Search code examples
pythonscipysparse-matrix

How to convert co-occurrence matrix to sparse matrix


I am starting dealing with sparse matrices so I'm not really proficient on this topic. My problem is, I have a simple coo-occurrences matrix from a word list, just a 2-dimensional co-occurrence matrix word by word counting how many times a word occurs in same context. The matrix is quite sparse since the corpus is not that big. I want to convert it to a sparse matrix to be able to deal better with it, eventually do some matrix multiplication afterwards. Here what I have done until now (only the first part, the rest is just output format and cleaning data):

def matrix(from_corpus):    
d = defaultdict(lambda : defaultdict(int))
        heads = set() 
        trans = set()
        for text in corpus:
            d[text[0]][text[1]] += 1
            heads.add(text[0])
            trans.add(text[1])

        return d,heads,trans

My idea would be to make a new function:

def matrix_to_sparse(d):
    A = sparse.lil_matrix(d)

Does this make any sense? This is however not working and somehow I don't the way how get a sparse matrix. Should I better work with numpy arrays? What would be the best way to do this. I want to compare many ways to deal with matrices.

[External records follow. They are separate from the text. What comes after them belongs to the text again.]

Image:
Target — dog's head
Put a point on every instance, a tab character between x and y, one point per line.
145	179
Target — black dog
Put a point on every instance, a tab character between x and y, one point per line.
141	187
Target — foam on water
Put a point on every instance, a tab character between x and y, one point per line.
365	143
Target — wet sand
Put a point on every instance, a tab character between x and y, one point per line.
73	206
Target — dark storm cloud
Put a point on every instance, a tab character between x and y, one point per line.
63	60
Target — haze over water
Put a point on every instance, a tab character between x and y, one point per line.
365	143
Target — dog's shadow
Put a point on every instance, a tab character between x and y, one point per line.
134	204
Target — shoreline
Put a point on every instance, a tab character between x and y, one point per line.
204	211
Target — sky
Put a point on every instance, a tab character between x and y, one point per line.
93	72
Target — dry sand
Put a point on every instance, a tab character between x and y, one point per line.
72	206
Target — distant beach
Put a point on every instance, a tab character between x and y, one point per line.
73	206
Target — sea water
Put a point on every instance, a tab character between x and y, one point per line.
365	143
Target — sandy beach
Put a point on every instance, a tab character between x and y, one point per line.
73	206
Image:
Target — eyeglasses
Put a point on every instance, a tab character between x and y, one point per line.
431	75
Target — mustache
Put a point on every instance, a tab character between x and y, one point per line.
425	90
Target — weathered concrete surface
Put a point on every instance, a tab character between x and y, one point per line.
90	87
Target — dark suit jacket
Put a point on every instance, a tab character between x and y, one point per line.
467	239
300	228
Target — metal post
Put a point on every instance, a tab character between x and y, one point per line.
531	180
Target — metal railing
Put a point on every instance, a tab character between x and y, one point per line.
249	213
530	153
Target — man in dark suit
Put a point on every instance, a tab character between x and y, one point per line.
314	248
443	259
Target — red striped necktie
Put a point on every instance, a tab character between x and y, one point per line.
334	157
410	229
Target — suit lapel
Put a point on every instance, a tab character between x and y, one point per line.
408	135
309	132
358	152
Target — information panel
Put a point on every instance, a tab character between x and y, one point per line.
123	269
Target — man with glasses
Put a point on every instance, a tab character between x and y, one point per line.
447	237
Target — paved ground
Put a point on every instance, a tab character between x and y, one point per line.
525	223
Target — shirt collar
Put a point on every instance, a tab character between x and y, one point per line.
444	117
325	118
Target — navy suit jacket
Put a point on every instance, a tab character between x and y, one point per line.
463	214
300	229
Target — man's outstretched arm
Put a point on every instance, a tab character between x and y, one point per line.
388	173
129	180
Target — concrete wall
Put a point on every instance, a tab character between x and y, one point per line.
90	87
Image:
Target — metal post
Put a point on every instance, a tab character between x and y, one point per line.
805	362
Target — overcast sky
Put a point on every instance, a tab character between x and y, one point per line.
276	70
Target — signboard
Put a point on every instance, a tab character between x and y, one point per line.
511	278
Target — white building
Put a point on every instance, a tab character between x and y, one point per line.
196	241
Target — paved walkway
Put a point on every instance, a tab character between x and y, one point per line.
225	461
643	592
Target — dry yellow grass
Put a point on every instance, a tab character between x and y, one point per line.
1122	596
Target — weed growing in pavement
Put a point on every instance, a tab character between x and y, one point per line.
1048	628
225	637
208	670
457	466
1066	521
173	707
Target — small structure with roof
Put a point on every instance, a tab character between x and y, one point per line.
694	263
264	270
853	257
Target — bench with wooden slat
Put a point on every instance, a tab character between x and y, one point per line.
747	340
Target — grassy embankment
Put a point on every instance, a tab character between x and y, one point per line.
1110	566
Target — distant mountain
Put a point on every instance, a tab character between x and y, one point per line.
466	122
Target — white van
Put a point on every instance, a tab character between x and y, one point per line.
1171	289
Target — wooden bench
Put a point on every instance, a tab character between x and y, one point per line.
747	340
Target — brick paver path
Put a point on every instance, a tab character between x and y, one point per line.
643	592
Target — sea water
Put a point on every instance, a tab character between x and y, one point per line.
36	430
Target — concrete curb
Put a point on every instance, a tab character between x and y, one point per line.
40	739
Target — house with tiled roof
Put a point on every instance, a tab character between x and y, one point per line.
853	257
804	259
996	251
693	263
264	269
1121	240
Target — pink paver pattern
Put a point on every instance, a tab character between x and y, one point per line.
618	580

It would be nice if some could put me in the direction.


Solution

  • Here's how you construct a document-term matrix A from a set of documents in SciPy's COO format, which is a good tradeoff between ease of use and efficiency(*):

    vocabulary = {}  # map terms to column indices
    data = []        # values (maybe weights)
    row = []         # row (document) indices
    col = []         # column (term) indices
    
    for i, doc in enumerate(documents):
        for term in doc:
            # get column index, adding the term to the vocabulary if needed
            j = vocabulary.setdefault(term, len(vocabulary))
            data.append(1)  # uniform weights
            row.append(i)
            col.append(j)
    
    A = scipy.sparse.coo_matrix((data, (row, col)))
    

    Now, to get a cooccurrence matrix:

    A.T * A
    

    (ignore the diagonal, which holds cooccurrences of term with themselves, i.e. squared frequency).

    Alternatively, use some package that does this kind of thing for you, such as Gensim or scikit-learn. (I'm a contributor to both projects, so this might not be unbiased advice.)